A MOLTI PIACE GRANDE
Sorprendere è tra gli obiettivi di questo Fuorisalone
milanese, ormai troppo viziato dalle più incredibili installazioni, dalle
performance più discusse, dalle parade più
coinvolgenti. Difficile dire qual è l’elemento che in questo momento è più trainante.
Di certo stupire ha sempre il suo effetto. Per quanto si possa avere un atteggiamento
professionale, difficile restare indifferenti a una costruzione con volumi
geometrici bluette, che troneggia in piazza Gae Aulenti (in alto). E’ Lighthenge, "un raggio italiano nel cielo dell’energia globale", progetto di Edison e Stefano Boeri, che sembra contrapporsi, idealmente, allo Stonehenge di Jeremy Deller. Il king size comunque continua ad avere i
suoi fans. Come può passare
inosservata Pantosh
Chair, sedia in legno alta 3 metri collocata ai piedi, si fa per dire, del Museo
del Novecento in Piazza Duomo? Diventa un ottimo stimolo per andare a vedere le
sedute dei designer brasiliani di Be
Brasil allo spazio Edit di Via Marroncelli. Qualche sedia normal size è visibile alle fermate del
tram di Via Broletto e Foro Bonaparte. Un’altra tendenza che salta gli occhi è
la passione per il verde, alle
volte intesa come inno alla sostenibilità, altre
come ricetta per una vita più rilassante. Il fil vert si snoda per tutta la città, ma trova il suo spazio più felice all' Isola e dintorni. A cominciare dagli orti di piazza XXV Aprile, proprio davanti
a Eataly. A pochi passi Don’t call me Daphne,
ermetica installazione di Elena Salmistraro per Timberland, con le sue ghiande-sedili
che pendono dai rami, vuole rappresentare madre natura che protegge la
creatività femminile (al centro). E continua con tutto il mondo ecosostenibile di artigiani
e brand Rething Materials all’ombra del Bosco Verticale. Nella boutique Pinko di
Via Montenapoleone Hanging Garden
dell’artista australiana Mikala Dwyer richiama gli sguardi. I sacchetti-vaso
con le micro-biosfere sono in sintonia con la campagna di sostenibilità del
marchio. Attenzione alla natura ma anche alla salute. Proteggersi dal sole è la
finalità di Sun il progetto di Buro
Belén, lo studio di due giovani designer olandesi. Per
sfruttare l’effetto positivo del sole, evitandone i danni e impedendo
l’inquinamento all’ambiente portato dalle creme. La soluzione sta in una fibra
fatta di sisal, lino e seta con cui è possibile filtrare i raggi pericolosi.
Con questa realizzano abiti, visiere, occhiali, cappelli, un parasole, una
tenda per cambiarsi in spiaggia.
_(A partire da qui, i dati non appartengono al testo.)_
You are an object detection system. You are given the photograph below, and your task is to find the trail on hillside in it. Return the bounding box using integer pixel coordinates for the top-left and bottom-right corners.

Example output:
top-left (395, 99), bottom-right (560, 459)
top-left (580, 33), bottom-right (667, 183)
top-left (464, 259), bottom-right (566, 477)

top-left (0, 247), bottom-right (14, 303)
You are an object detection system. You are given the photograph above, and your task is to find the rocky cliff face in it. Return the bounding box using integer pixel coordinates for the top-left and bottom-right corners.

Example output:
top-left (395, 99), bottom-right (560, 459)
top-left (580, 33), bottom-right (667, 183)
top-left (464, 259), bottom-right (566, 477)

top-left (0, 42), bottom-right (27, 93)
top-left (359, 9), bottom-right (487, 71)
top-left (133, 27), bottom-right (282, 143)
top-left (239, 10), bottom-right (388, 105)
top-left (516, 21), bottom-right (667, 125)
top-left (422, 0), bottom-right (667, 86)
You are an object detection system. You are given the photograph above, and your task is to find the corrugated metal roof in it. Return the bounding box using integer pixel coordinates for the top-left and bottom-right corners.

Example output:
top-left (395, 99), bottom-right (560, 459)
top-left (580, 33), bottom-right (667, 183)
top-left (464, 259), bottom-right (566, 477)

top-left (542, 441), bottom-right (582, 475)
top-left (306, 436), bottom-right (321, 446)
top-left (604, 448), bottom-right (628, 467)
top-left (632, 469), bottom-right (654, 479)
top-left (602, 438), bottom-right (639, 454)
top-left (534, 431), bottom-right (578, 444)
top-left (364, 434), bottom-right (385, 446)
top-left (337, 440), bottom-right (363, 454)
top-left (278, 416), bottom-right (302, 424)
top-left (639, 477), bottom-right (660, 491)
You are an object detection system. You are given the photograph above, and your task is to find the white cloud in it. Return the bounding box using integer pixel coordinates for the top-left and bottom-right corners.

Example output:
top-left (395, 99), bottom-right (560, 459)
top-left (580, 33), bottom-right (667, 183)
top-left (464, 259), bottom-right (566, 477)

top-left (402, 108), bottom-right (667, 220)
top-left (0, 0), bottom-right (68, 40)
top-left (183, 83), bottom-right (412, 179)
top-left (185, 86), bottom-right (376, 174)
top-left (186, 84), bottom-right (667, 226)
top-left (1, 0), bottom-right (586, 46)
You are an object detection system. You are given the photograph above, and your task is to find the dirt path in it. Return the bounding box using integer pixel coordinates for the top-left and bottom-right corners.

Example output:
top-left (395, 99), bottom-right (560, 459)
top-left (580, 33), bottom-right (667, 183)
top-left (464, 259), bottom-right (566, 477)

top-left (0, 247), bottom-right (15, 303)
Li hanno esposti in un allestimento poor-chic con cocktail a base di Mama Vodka,
la vodka delle donne del Nord, ad Alcova nel mezzo di NoLo (Nord Loreto) il
nuovo indirizzo del design (in basso). Per il momento, a giudicare dai negozi intorno
piuttosto vuoti,non è ancora esploso. Però all’ingresso dei vari vernissage,
filtri e controlli sono già diventati rigidi e implacabili. E un po’ ridicoli.